Copenaghen. Tre personaggi: Masja (21 anni), Thomas ed Erik. Tre storie in tempi diversi che si riallacciano fra loro. Dunque Masja, venduta dal fidanzato Igor per debiti di gioco al criminale Slavros che gestisce una rete di bordelli. La storia più agghiacciante fatta di violenze, soprusi, droga. Una umanità violata e distrutta. Solo il suo diario rivolto alla madre, dove annota la cruda esistenza personale e quella delle altre sfruttate, la tiene in vita.
Poi c’è il detective Thomas Ravnsholdt, soprannominato Ravn, ormai un derelitto attaccato alla bottiglia dopo che gli hanno ucciso la moglie Eva. Vive sulla sua barca Bianca (ormai a pezzi) e il cane Møffe. Sospeso anche dal servizio ecco che un amico gli chiede di ritrovare una ragazza scomparsa (sarà proprio Masja) tra i bassifondi di Copenaghen e Stoccolma.
Per terzo arriva Erik, figlio di un tassidermista che impaglia gli animali, lavoro che lo affascina e lo spingerà a introdurre particolari “innovazioni”.

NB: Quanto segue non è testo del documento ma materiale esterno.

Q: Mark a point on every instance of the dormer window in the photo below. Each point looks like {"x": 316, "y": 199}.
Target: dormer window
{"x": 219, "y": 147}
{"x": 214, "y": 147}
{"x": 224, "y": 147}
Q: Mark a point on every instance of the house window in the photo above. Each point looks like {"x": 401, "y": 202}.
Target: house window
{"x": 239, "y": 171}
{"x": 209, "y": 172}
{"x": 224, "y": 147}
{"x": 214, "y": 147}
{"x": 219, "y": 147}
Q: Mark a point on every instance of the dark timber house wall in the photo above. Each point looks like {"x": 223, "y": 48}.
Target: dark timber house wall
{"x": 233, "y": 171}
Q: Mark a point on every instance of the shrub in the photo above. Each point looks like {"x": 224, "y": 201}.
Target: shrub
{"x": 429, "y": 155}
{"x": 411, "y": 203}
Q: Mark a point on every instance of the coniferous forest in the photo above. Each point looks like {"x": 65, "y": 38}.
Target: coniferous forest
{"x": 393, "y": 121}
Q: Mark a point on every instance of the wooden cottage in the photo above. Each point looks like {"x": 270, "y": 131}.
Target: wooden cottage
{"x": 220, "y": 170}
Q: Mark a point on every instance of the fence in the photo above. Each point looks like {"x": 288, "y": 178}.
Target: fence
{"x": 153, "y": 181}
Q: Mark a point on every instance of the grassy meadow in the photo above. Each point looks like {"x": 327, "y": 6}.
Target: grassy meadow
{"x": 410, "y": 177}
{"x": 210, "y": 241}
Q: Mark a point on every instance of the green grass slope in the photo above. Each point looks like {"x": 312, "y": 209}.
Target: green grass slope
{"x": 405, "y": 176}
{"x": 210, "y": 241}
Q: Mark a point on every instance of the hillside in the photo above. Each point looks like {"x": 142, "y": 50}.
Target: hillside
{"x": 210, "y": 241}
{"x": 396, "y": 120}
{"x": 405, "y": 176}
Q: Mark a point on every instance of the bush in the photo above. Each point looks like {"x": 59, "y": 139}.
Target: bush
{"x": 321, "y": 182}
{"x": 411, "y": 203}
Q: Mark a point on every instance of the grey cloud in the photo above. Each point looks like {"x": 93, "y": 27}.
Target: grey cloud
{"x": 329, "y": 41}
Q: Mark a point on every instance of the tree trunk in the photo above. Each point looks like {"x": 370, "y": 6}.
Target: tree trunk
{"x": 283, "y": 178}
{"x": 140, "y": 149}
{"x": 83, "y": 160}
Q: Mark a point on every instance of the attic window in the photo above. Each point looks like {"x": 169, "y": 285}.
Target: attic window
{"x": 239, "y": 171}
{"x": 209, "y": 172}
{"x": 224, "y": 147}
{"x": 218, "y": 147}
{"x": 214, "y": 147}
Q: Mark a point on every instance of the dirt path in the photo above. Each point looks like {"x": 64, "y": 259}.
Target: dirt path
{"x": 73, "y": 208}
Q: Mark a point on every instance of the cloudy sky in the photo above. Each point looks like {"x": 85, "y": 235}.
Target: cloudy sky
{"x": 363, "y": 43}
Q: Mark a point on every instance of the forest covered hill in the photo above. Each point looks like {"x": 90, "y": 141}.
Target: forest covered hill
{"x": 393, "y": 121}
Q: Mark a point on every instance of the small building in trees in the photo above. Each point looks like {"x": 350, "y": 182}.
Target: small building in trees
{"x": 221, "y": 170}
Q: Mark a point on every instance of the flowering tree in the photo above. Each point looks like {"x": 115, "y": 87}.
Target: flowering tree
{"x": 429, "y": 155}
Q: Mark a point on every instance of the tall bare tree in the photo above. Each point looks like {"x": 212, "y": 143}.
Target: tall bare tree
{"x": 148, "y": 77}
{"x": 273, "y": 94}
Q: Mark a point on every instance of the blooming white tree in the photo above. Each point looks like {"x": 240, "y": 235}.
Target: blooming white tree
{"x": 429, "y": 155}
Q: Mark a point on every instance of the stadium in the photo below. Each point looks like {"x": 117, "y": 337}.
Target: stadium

Un libro ben scritto, certo, ma in qualche modo scontato con il solito sbevazzone che vive di ricordi e che in qualche modo cerca di uscire dalla deriva; il mondo marcio, implacabile della prostituzione e il tassidermista (già trovato in altri scritti) che segue il suo sogno allucinato e allucinante. Movimentato il giusto tra botte, sparatorie, You Can Leave Gone Hat On di Joe Cocker, Private Dancer di Tina Turner e Everytime You Go Away di Daryl Hall. Contorno nordico con il classico freddo e la classica crisi familiare che sfocia in tragedia.